Aujourd’hui, il se retrouve devant un dilemme : s’il garde pour lui le fruit de ses découvertes, Marcoeur reste inconnu, inaccessible. S’il en parle, il le donne en pâture à ceux qui ont déjà entrepris de le dévorer lui, Cinoche, tout cru. Vous savez à quel point il a souffert de la surenchère médiatique pendant sa maladie et encore par la suite. Bien qu’il soit considéré comme l’écrivain français contemporain le plus important, cette position lui est insupportable. Au début, cela lui a permis de tenir envers et contre le pronostic défavorable de sa maladie. Détail ironique : vous auriez pu le rencontrer, puisqu’il a vécu dans le Minnesota à Rochester : il était soigné dans le cadre d’un protocole thérapeutique très spécialisé de la Mayo Clinic avec une dizaine de patients seulement. Il est le seul survivant, les autres sont décédés l’un après l’autre au cours des premières semaines de traitement.

Au début - ainsi qu’il me l’a raconté - , il attendait la mort et voyait bien que les médecins l’attendaient, eux aussi. Quand, au bout d’un an, ils ont constaté non seulement qu’il était encore en vie, mais encore que sa maladie n’évoluait plus, les médecins l’ont à nouveau bombardé d’examens spécialisés pour tenter de comprendre pourquoi il ne mourait pas, lui ! Dès son retour à Tourmens, il a été submergé de demandes d’entretiens, de colloques, d’émissions, de conférences, de contributions les plus diverses. On ne l’a pas laissé écrire. Il était passé très près de la mort. On l’a accueilli avec tant de chaleur, qu’il n’a pas pu décliner les propositions de paraître, de s’exprimer, bref de montrer qu’il vivait.

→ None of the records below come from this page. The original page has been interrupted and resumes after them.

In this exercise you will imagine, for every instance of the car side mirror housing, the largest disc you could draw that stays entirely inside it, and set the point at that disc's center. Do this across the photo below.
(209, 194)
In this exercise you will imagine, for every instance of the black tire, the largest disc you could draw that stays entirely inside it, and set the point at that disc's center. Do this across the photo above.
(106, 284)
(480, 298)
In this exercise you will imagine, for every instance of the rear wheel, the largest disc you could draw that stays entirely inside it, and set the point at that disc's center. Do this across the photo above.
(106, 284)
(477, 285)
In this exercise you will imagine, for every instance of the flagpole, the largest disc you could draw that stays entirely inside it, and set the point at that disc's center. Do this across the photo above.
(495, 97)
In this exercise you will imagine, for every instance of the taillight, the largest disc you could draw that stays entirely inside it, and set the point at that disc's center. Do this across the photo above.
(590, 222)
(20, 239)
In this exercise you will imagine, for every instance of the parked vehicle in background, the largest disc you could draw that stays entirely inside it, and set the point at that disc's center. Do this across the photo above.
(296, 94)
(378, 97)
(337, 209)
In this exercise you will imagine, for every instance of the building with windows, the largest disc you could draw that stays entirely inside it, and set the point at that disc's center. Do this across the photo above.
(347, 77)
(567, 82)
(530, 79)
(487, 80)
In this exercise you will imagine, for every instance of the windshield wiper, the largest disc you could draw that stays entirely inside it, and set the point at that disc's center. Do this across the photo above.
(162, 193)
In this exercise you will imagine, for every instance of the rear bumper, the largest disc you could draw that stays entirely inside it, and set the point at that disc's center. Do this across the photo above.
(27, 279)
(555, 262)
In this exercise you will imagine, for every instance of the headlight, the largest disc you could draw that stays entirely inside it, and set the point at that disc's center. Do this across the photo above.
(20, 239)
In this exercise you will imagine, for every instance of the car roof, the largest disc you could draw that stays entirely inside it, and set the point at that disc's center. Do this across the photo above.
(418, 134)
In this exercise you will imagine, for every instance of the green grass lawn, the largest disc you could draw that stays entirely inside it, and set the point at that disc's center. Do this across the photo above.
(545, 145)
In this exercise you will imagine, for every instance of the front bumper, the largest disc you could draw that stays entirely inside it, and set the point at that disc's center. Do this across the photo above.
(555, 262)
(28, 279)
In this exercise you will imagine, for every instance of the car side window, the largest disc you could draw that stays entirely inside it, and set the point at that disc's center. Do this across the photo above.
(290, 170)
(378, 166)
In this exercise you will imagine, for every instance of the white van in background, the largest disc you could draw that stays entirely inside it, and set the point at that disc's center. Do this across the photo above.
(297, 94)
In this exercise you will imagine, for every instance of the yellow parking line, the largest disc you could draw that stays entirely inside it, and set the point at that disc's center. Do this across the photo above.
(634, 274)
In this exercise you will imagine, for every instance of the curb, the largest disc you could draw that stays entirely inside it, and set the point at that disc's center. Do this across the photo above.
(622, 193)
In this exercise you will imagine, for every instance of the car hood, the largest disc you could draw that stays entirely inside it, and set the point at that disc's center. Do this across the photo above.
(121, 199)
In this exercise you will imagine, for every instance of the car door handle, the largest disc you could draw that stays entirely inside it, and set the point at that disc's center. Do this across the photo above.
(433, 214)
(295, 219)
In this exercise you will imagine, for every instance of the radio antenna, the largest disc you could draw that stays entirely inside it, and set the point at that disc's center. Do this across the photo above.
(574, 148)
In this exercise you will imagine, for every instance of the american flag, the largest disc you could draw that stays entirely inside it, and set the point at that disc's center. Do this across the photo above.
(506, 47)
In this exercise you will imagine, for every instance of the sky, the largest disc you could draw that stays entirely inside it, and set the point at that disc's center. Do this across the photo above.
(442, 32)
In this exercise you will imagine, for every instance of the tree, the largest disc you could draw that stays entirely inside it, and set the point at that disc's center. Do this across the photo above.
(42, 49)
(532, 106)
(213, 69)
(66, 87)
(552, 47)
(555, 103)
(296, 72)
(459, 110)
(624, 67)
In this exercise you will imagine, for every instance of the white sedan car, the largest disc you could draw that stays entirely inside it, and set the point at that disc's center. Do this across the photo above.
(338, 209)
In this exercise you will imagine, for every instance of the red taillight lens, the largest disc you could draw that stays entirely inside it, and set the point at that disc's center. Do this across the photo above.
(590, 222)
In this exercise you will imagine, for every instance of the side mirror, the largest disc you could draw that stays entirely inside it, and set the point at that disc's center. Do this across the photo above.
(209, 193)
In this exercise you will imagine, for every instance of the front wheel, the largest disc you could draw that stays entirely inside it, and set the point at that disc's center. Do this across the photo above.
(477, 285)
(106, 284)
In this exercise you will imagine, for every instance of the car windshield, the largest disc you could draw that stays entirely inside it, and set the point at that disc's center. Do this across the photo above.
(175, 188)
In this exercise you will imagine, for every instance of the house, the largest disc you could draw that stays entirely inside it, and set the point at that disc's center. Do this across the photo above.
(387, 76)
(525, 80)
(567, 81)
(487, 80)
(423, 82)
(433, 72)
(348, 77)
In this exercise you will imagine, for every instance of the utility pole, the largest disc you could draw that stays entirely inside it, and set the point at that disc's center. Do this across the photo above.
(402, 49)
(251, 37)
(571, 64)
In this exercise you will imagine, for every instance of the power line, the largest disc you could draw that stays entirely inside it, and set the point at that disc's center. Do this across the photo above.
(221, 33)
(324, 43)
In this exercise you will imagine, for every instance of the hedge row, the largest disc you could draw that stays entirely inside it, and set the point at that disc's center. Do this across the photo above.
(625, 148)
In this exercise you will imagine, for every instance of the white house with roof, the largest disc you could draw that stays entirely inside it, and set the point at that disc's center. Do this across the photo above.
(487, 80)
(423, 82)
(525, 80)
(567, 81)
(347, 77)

A présent, le phénomène Cinoche est si installé qu’il ne peut ouvrir un journal ou tourner le bouton de la radio sans lire ou entendre son nom. Il est écrasé par l’image de lui qui s’est construite en son absence et après son retour, et cela d’autant plus qu’il n’a pas écrit une ligne depuis sa maladie. Tout ce qui a été publié sous son nom depuis neuf ans était écrit avant qu’il ne parte pour Rochester. Il a laissé publier peu à peu tout ce qu’il avait dans ses fonds de tiroir. Tout le monde l’encense mais il a le sentiment de cautionner une gigantesque escroquerie.

Et un jour par miracle ou par hasard, il tombe sur Marcoeur. (En ce qui me concerne, je ne crois ni au miracle ni au hasard, mais c’est ainsi que Cinoche le ressent). Il retrouve des sensations neuves, intenses, jouit de découvrir une écriture sans compromission, sans complaisance. Une écriture brute comme la vie. Et c’est de vie que Cinoche avait besoin, et non de decorum, de lauriers ou d’embaumement.
Devenu le lecteur de Marcoeur il lui suffisait de continuer à le suivre, de le lire, de le garder pour lui seul. Mais après sept ans de filature, il n’en pouvait plus. Il lui fallait faire quelque chose.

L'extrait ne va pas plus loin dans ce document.